DUNEDIN, Fla. (WFLA) – Jim Ficken claims he may lose his Dunedin home because he didn’t cut his grass.

In 2018, Ficken said his mother died and he left state to handle her affairs.

While he was gone, Ficken said he asked a friend to cut his grass, but when he returned home, he found the lawn had not been cut.

“I went over to see why Dave didn’t cut it and well, he died,” said Ficken.

He didn’t know it at the time, but Dunedin’s code enforcement office had noticed the high grass and started issuing him fines of $500 per day.

Ficken says they never notified him and the fines piled up to $28,000.

Ficken called the Institute for Justice and they took up the case.

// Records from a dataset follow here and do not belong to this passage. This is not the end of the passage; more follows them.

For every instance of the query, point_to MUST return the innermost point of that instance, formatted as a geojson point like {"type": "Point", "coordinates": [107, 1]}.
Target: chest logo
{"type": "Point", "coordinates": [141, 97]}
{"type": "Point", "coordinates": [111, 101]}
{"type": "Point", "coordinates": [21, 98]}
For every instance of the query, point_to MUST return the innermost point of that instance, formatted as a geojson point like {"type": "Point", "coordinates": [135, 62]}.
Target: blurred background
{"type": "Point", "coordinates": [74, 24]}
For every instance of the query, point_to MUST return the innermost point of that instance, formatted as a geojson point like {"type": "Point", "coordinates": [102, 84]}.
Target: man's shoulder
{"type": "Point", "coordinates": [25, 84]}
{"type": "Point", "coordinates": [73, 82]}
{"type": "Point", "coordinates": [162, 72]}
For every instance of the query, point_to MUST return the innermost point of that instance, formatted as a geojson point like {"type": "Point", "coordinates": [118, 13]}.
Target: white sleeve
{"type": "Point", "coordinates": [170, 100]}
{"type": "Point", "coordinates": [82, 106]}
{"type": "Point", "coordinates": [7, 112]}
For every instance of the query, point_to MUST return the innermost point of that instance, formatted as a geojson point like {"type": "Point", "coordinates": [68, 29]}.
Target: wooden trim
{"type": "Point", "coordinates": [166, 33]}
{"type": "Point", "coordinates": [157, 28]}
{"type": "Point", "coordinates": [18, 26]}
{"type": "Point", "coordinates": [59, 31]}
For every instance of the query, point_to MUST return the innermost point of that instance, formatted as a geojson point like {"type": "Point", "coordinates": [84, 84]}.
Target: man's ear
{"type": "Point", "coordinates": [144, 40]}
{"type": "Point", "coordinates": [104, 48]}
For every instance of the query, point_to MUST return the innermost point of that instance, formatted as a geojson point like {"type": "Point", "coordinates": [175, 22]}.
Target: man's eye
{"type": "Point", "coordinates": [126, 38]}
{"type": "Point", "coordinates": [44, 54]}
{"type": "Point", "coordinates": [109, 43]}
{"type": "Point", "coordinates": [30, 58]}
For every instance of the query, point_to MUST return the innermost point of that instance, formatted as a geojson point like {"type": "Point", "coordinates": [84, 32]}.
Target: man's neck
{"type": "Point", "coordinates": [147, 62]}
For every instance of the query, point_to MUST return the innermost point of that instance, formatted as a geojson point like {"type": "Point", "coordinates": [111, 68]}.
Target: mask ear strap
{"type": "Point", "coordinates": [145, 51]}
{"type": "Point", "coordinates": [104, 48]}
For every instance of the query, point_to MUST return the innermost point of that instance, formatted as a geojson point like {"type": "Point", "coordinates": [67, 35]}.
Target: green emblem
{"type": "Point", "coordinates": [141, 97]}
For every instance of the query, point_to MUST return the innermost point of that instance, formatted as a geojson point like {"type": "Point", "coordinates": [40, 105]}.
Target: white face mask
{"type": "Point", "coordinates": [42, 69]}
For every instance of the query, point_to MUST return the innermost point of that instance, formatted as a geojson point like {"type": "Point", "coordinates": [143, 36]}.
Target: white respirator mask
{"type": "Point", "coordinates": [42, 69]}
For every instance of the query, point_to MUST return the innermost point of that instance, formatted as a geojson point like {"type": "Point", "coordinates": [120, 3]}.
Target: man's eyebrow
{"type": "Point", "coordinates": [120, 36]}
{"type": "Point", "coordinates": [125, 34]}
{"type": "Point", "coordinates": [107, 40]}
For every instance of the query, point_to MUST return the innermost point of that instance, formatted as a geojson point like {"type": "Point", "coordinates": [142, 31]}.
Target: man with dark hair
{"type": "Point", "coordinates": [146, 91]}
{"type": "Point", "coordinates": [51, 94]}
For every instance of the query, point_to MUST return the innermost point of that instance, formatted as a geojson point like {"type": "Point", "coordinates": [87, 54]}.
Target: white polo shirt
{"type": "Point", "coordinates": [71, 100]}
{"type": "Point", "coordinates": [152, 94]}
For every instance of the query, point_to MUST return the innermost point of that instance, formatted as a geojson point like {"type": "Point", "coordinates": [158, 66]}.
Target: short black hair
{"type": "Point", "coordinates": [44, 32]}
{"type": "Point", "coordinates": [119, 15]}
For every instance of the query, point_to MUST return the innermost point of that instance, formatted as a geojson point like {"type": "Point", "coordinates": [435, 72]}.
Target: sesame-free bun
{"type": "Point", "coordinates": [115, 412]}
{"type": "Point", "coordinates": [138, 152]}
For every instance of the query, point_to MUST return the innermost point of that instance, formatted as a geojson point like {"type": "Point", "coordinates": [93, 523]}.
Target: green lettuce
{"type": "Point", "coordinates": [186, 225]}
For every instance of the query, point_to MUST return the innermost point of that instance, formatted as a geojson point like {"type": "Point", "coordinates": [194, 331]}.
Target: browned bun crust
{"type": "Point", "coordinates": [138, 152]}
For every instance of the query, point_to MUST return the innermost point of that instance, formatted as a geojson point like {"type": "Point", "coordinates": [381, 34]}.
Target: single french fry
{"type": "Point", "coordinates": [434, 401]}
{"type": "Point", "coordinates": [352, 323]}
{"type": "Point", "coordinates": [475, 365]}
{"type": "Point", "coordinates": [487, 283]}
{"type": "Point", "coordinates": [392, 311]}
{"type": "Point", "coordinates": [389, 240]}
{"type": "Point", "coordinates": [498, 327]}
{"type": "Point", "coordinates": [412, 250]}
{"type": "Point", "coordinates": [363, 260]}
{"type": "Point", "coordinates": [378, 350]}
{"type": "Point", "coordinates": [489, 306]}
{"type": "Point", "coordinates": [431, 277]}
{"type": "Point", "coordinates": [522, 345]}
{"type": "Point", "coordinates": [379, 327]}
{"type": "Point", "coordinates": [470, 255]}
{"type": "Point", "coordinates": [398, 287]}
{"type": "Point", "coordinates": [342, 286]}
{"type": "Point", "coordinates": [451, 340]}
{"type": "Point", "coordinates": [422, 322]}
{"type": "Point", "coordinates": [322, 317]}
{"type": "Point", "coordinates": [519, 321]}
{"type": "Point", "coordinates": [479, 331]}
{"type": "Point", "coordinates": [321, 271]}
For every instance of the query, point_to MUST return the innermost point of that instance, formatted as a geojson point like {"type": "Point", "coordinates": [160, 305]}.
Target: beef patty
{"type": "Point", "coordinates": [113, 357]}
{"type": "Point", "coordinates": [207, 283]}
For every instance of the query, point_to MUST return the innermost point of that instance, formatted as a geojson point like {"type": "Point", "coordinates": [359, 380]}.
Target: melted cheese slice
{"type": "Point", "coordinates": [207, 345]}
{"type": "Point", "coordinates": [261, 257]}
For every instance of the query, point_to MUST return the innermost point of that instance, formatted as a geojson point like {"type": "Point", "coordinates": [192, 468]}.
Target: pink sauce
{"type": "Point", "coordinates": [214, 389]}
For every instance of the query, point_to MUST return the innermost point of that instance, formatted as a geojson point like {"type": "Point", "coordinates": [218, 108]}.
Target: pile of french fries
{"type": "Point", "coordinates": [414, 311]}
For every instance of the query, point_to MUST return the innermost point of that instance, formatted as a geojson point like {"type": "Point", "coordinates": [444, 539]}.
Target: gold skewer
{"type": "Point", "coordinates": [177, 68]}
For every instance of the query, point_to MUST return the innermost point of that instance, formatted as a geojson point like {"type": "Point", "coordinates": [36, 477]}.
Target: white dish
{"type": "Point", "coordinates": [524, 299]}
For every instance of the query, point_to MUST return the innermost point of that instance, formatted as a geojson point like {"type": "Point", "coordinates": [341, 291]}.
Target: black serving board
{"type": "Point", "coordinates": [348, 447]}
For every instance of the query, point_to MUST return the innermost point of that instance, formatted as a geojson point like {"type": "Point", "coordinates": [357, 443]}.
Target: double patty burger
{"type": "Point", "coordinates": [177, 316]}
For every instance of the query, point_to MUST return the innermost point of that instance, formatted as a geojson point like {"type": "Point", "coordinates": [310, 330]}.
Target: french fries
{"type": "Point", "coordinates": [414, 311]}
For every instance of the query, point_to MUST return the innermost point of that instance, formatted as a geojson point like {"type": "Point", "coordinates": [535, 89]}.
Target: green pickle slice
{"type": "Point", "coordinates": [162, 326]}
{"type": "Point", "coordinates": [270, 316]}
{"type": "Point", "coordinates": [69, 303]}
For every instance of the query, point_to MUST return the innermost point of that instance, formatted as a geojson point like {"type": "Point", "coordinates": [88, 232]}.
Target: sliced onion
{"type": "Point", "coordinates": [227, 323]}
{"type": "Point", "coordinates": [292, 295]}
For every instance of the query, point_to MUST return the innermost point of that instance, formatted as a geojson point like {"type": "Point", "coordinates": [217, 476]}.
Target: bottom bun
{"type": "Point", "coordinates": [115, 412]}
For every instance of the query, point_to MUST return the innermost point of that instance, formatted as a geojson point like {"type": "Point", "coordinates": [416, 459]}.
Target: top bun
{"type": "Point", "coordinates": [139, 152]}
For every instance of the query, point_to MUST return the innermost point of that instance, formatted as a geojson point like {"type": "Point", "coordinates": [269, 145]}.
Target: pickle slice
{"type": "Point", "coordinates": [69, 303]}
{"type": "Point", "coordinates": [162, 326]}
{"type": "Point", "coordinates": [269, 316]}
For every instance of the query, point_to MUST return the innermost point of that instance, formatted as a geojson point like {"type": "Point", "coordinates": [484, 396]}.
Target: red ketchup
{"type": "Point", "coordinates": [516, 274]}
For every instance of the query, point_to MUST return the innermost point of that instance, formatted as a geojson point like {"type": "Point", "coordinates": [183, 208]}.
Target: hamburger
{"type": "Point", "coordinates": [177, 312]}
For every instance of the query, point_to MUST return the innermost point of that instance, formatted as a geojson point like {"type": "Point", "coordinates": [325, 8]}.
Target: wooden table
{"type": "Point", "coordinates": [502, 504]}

“At IJ, we are generally aware that Florida is one of the worst places in America when it comes to code enforcement,” said attorney Ari Bargil.

The city said Ficken is a repeat offender. Bargil disagrees.

“The reality is, this is the very first time he was ever fined for anything and the city went completely nuclear. They went after him for $500 a day in fines for uncut grass,” said Bargil.

They lost the case in federal court.

In a statement, the city of Dunedin maintains they did nothing wrong.

“The city of Dunedin is committed to protecting the health and safety of our citizens, and public and private investments in the community through fair and equitable policies consistent with the applicable law. While the city has prevailed in this case, the city has undertaken a thorough and careful analysis and review of its code enforcement policies and procedures. The current policies reflect modifications emphasizing compliance over enforcement.”

Ari Bargil says the city used it’s code enforcement office as a stream of revenue.

“The city’s revenue from code enforcement has been increasing exponentially over the last decade and it’s because of cases like this where people are fined almost into destitution for trivial violations,” said Bargil, who plans to appeal the ruling.